Pescara – “Ormai è prassi quotidiana, come la spaccata al bar di via Nicola Fabrizi nella notte tra domenica e lunedì scorso. In centro come nelle periferie di Rancitelli, Via Rigopiano, via Caduti per Servizio, prosegue senza sosta l’ondata di fatti criminosi che ha trasformato Pescara in una città allo sbando. Spaccio di droga, colpi di arma da fuoco, aggressioni, spaccate notturne, furti, vandalismo, accattonaggio, occupazioni abusive, prostituzione. Un elenco sterminato di reati e violenze che assediano la nostra città” a lamentarlo è il gruppo consiliare cittadino del Movimento 5 Stelle.

«Chi ha riempito le orecchie dei pescaresi con false promesse deve cominciare ad assumersi concretamente la responsabilità di governare questa città, perché i proclami e la propaganda da consenso elettorale non fermano la violenza in città» afferma la capogruppo del Movimento 5 Stelle Pescara Erika Alessandrini. «Cosa dice il Sindaco ai famosi “tavoli” della sicurezza? Quali pressioni il sindaco e l’assessore alla sicurezza stanno facendo su Prefetto e Questore per avere più uomini, più mezzi, più risorse a disposizione sul territorio? Quali misure concrete, che superino le fotografie sul giornale, la destra – e la Lega in primis – hanno condotto in questi ormai 5 mesi di governo cittadino, che sembrano volati via senza aver lasciato segno?» prosegue il consigliere Paolo Sola.

«In più occasioni abbiamo offerto sostegno e proposte al Sindaco e ai suoi compagni di coalizione, che sono state puntualmente rispedite al mittente “perché superate” da loro azioni, che in realtà non hanno mai visto la luce, come ci è stato risposto in Consiglio comunale quando la maggioranza ha respinto una nostra mozione sul tema specifico della sicurezza cittadina e sull’intervento dell’esercito che avrebbe garantito più uomini e mezzi alle forze dell’ordine, anche in considerazione dell’impossibilità per gli attuali responsabili dell’ordine e della sicurezza di ottenere rinforzi dei loro organici» ribadiscono i consiglieri M5s Giampiero Lettere e Massimo Di Renzo.

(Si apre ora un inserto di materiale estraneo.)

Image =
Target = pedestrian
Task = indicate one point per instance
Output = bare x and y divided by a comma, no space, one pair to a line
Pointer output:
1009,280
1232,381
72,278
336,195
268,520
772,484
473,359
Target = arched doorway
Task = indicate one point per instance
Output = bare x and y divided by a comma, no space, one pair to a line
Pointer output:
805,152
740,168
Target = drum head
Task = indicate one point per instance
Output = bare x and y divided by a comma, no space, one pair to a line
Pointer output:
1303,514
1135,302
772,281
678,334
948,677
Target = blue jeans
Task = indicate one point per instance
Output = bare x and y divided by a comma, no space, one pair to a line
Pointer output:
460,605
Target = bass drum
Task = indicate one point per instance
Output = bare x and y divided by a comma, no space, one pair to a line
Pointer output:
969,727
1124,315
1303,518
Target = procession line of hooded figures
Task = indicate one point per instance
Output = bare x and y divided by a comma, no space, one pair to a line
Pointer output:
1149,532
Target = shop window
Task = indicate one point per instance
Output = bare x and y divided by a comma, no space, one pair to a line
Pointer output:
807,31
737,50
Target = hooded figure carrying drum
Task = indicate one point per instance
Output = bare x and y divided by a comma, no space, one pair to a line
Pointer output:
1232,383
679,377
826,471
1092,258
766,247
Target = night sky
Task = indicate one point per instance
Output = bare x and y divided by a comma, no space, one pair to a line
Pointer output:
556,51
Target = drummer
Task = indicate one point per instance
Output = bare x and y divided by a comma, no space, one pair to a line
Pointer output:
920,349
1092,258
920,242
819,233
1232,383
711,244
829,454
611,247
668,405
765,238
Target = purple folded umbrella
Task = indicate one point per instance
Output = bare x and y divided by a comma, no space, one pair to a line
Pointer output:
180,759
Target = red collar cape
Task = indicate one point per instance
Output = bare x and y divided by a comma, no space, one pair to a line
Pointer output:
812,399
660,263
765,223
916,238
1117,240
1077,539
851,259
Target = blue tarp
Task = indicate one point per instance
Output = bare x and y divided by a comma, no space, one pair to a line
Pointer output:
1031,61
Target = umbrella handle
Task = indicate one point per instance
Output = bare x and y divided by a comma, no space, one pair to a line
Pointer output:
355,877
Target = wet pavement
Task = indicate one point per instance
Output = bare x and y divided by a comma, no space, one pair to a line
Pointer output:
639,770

«Evidentemente anche il consiglio comunale straordinario voluto dalla maggioranza in piazza Santa Caterina nello scorso luglio è stato per la Lega e la destra il solito spot propagandistico di chi mette in campo operazioni di immagine piuttosto che di “strade sicure”»incalza il gruppo consiliare al completo. «Il Sindaco dica con esattezza quando verranno accese le nuove telecamere per il controllo della città, quando verranno messe in rete quelle pubbliche e quelle private promesse in campagna elettorale, spieghi perché a fronte delle nuove assunzioni nel corpo della Polizia Municipale prosegue l’emorragia degli agenti piú esperti finiti in Comune dietro a una scrivania. Basta proclami e timide azioni inadeguate, il tempo delle promesse è finito e i pescaresi hanno bisogno di fatti concreti per la loro sicurezza e tranquillità» concludono i quattro consiglieri del Movimento 5 Stelle Pescara.